Drawing a 3D zero-mean, unit-variance Gaussian in python produces unexpected results

Question

I'm drawing a set of 3D Gaussian samples using numpy with zero-mean and unit-variance:

cov =  np.zeros((3,3), dtype=np.float32)
np.fill_diagonal(cov, 1.0)
data_values = np.random.multivariate_normal([0.,0.,0.], cov, size=5000)  # 5000 x 3

I can plot each dimension and see Gaussians.

I can't plot the full 3D gaussian, so to validate I computed the distance of each sample in data_values from the origin (0,0,0).

dist_from_center = np.sqrt(np.sum((data_values)**2, axis=1))      # array of 5000

When I plot a histogram of the distances I expect to see a half a gaussian, with the mode at zero, but I don't.

Can anyone see the mistake, or explain the result?

Answer 1

The distribution of the distance from the center is not a half-Gaussian. In two-dimensions, for example, the distribution is the Rayleigh distribution (a special case of the Rice distribution).
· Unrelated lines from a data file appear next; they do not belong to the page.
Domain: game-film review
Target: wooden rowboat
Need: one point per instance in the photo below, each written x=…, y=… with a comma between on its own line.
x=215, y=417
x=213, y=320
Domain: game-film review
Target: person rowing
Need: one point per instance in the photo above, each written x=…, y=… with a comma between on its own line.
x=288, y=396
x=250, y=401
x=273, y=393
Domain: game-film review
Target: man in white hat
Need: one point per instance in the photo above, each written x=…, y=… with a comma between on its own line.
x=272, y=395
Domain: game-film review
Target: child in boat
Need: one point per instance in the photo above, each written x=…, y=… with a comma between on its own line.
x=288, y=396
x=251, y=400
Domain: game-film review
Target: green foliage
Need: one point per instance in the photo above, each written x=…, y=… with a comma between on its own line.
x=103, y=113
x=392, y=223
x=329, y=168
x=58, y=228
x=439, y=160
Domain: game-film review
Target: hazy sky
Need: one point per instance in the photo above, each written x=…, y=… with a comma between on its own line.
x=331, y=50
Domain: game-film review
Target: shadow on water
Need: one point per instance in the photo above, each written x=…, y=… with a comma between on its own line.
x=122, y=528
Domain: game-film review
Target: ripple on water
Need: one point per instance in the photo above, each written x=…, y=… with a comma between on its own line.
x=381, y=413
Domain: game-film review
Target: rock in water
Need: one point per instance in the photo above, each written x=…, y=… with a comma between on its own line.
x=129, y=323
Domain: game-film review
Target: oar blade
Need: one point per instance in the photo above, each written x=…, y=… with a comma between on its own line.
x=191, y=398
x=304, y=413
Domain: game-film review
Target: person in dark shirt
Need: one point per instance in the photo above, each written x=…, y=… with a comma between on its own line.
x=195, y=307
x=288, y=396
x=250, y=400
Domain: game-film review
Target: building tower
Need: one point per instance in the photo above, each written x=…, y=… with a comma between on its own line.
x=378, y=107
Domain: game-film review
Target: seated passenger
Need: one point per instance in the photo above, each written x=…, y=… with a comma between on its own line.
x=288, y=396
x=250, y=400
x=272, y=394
Here's a quick explanation of what you should expect the distribution to be, using your simple case where the covariance matrix is the identity. Then the PDF of the Gaussian in 3D looks like K*exp(-x.dot(x)/2), where K is 1/(2*pi)**(1.5). Rewrite x.dot(x) as r**2; r is the distance from the origin. So the PDF behaves like K*exp(-r**2/2).

Now imagine a thin spherical shell around the origin, with radius r and infinitesimal thickness dr. The "volume" of this thin shell is approximately 4*pi*r**2*dr. This entire volume is what must be included in the distribution of the distances from the origin. So we multiply the Gaussian PDF (expressed as a function of r) by the volume of this spherical shell, and divide by dr to get the density as a function of r. This gives (2*r**2)/sqrt(2*pi)*exp(-r**2/2). (This distribution is known as the Maxwell-Boltzmann distribution.)

Here's a plot of a histogram of the distances, and that function of r:

The histogram was generated using

hist(dist_from_center, bins=25, normed=True)